If you are experiencing predominantly Wind Heat symptoms, there is a Chinese herbal remedy called Yin Chiao that works really well for this.  Whole Foods sells a version of it.  The brand name is Planetary Formulas.

Whenever you have signs of a cold, you should forgo eating all dairy products and refined sugars until you are well.  Dairy products aggravate phlegm conditions and refined sugars suppress your immune system—which is the last thing you want to do when you are sick.

When Wind-Cold and Wind-Heat aren’t resolved properly, they can transform into each other (typically Wind-Cold transforms into Wind-Heat).  Or, they can lodge deeper in the chest and linger there as Lung-Heat or Lung-Phlegm-Heat.

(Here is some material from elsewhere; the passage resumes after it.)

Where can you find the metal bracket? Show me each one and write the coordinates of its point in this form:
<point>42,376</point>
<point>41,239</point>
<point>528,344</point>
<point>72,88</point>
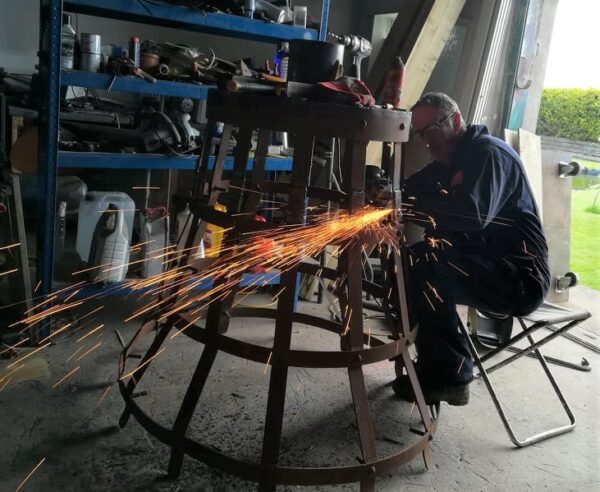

There are two other very common patterns.  The first pattern is called Qi Deficiency with External Wind.  The sufferer is typically an adult with a weak respiratory or immune system who keeps getting sick, or they never really get over their last cold, before they get another cold.  Sometimes they can’t tell if it’s allergies or a cold.  They just always feel lousy.  Typically, they have mild chills, maybe a mild fever, headache, nasal congestion, a cough with clear mucus, a recurrent mild sore throat, swollen glands, fatigue, lethargy and weakness.

Another very common pattern is called Wind Cold with Interior Heat.  This pattern is common in children and in young robust adults.  They get severe cold symptoms: high fever, severe chills, a loud cough with sticky yellow mucus, no sweat, severe sore throat, stuffed nose, headache and body aches, very thirsty and irritable. 

There are excellent, targeted Chinese herbal formulas for all of these patterns.  Some of my patients with children purchase these formulas from me to have on hand when their kids get sick.  Pleasant tasting versions of classic Chinese cold and flu formulas are now available in “kid versions”.

Acupuncture and Chinese herbal medicine are effective both for expelling early stage colds and for getting rid of recalcitrant phlegm due to colds that have lodged deeper in the chest and overstayed their welcome.  Acupuncture and moxabustion are also very effective in preventing colds, and for strengthening the body’s vital energy after a bout of pneumonia or flu in order to prevent recurrences.